Takeaways and next steps
So quickly, the takeaways. In terms of the process, lots of fiddling with the rubric file to land at a place where things are starting to look happy. But at some point, you ask yourself, could I go forever with this? But separating out the rubric and the rubric detailed helped to not give the correct answers away every time.
The good was it sort of works. And in terms of the bad, I think the most concerning is that it tends to catch errors, but not the good answers. So the students might sometimes feel like there's no winning here, which they do sometimes feel in a classroom. But I think it's really important that I would categorize this on order of experience feedback from an inexperienced TA, which we have many of, until they get more experienced, obviously. The inevitable is inconsistency from one run to another. But humans also are inconsistent. And as I mentioned, hallucinations do happen.

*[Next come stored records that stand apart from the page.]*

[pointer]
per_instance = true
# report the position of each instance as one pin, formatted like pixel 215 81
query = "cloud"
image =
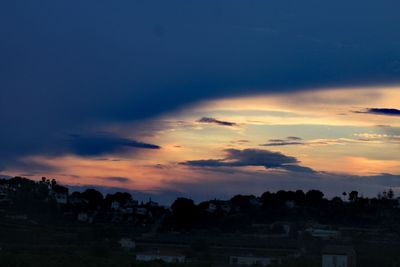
pixel 129 62
pixel 252 157
pixel 215 121
pixel 100 144
pixel 380 111
pixel 289 141
pixel 116 179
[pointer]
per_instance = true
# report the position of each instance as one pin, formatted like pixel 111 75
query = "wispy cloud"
pixel 252 157
pixel 380 111
pixel 215 121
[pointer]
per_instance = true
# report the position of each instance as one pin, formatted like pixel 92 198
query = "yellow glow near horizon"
pixel 334 138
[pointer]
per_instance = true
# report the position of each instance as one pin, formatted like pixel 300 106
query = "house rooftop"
pixel 339 250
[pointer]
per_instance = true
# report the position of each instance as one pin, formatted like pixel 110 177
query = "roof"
pixel 339 250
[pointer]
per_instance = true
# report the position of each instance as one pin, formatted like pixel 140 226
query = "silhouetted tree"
pixel 93 197
pixel 353 195
pixel 314 196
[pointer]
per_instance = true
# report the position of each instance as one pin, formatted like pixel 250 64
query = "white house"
pixel 127 243
pixel 157 256
pixel 338 256
pixel 252 260
pixel 323 234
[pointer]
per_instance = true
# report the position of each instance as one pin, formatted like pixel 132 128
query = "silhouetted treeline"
pixel 48 200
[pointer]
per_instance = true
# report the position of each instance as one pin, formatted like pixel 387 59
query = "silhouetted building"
pixel 338 256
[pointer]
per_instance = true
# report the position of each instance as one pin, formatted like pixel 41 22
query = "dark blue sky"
pixel 66 66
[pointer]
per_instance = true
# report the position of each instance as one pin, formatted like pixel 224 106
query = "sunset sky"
pixel 202 99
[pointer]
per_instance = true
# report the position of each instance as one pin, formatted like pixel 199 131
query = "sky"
pixel 202 98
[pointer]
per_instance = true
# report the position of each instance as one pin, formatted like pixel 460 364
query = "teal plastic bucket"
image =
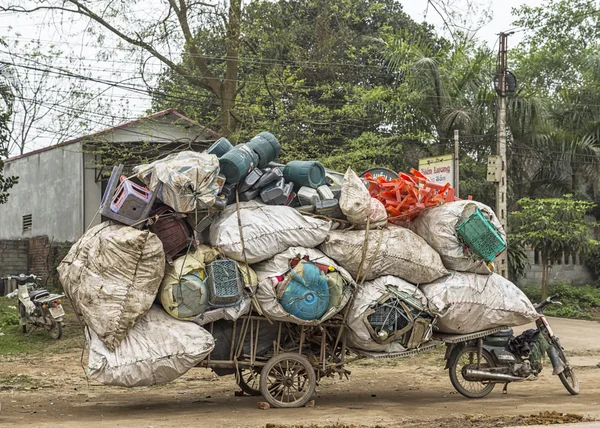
pixel 263 148
pixel 237 163
pixel 305 173
pixel 220 147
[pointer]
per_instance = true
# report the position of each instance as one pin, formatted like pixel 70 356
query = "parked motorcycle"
pixel 476 366
pixel 38 308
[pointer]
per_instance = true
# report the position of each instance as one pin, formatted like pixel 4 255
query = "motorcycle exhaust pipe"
pixel 479 375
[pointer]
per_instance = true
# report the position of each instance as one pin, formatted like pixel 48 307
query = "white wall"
pixel 49 189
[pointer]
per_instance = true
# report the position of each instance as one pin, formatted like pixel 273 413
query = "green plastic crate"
pixel 480 235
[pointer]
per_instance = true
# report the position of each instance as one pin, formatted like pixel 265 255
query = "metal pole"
pixel 456 167
pixel 502 260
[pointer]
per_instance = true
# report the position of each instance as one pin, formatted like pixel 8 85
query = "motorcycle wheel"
pixel 468 357
pixel 567 377
pixel 56 330
pixel 249 381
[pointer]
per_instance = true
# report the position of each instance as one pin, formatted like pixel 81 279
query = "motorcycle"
pixel 477 365
pixel 39 308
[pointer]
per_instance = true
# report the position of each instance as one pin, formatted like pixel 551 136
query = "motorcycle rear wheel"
pixel 465 358
pixel 56 330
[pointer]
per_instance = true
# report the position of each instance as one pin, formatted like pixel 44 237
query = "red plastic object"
pixel 408 195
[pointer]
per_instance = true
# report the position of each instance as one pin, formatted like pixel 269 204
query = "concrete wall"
pixel 568 269
pixel 50 189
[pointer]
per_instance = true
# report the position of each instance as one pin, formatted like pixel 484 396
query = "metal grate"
pixel 225 285
pixel 27 222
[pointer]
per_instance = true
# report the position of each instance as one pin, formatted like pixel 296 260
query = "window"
pixel 27 222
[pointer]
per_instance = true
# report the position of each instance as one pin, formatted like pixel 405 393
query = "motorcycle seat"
pixel 38 294
pixel 508 332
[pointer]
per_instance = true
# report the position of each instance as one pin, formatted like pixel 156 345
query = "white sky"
pixel 119 66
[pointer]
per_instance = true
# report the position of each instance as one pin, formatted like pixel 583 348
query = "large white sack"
pixel 368 295
pixel 437 226
pixel 158 349
pixel 266 294
pixel 185 181
pixel 393 250
pixel 468 302
pixel 112 275
pixel 267 230
pixel 357 204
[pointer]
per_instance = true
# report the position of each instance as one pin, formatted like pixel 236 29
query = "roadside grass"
pixel 582 302
pixel 14 342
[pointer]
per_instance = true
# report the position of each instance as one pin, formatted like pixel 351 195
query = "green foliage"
pixel 577 301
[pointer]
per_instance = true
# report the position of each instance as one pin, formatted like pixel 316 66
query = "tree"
pixel 6 102
pixel 553 227
pixel 161 38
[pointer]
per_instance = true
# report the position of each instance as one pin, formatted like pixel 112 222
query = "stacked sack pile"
pixel 212 236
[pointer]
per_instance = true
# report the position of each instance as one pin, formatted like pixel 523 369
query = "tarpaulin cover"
pixel 368 295
pixel 438 227
pixel 267 230
pixel 393 250
pixel 112 275
pixel 468 302
pixel 158 349
pixel 196 262
pixel 279 265
pixel 357 204
pixel 189 180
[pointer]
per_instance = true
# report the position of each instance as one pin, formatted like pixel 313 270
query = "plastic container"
pixel 308 196
pixel 480 235
pixel 305 173
pixel 307 295
pixel 220 147
pixel 236 164
pixel 130 200
pixel 264 149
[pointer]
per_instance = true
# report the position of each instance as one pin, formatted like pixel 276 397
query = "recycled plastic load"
pixel 294 286
pixel 467 302
pixel 438 226
pixel 393 250
pixel 158 349
pixel 388 315
pixel 267 230
pixel 112 275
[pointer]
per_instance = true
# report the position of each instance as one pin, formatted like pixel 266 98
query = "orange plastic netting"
pixel 409 194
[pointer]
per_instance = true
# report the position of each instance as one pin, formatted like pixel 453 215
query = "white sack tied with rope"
pixel 437 226
pixel 367 297
pixel 158 349
pixel 267 230
pixel 112 275
pixel 357 204
pixel 468 302
pixel 393 250
pixel 185 181
pixel 268 294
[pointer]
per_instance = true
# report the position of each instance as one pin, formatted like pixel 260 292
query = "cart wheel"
pixel 288 380
pixel 249 381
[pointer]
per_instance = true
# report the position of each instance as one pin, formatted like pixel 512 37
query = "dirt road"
pixel 411 392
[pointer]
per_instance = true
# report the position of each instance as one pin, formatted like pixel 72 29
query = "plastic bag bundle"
pixel 112 275
pixel 438 227
pixel 158 349
pixel 361 333
pixel 267 231
pixel 357 204
pixel 271 291
pixel 185 181
pixel 390 251
pixel 467 302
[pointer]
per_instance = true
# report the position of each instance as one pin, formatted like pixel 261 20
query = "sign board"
pixel 439 169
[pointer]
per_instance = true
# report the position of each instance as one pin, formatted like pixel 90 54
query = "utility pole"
pixel 456 171
pixel 502 260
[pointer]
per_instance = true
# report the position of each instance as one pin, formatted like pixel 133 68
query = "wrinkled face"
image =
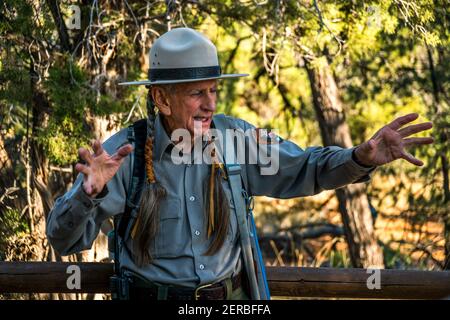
pixel 187 105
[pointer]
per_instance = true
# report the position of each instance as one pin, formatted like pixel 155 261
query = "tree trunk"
pixel 437 90
pixel 353 201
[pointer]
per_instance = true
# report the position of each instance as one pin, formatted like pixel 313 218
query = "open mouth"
pixel 202 119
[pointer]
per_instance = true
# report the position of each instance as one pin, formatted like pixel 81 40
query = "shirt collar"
pixel 162 140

And then it says really annoying things. This doesn't align with rubric expectations. What a nugget to give to students to be pissed off with me. They would come to me and be like, what are your expectations, obviously. But I want to emphasize, this is not grading. It's just to provide some feedback to the students so they can get better. So I'm hoping that that's going to be a good thing.
So I will skip over these for now. And I just want to acknowledge Mark and Duco IT for supporting this. And we're going to be running this experiment in fall 2025, actually, in the course for part of the course content. So ask me again in January how I feel about the whole thing.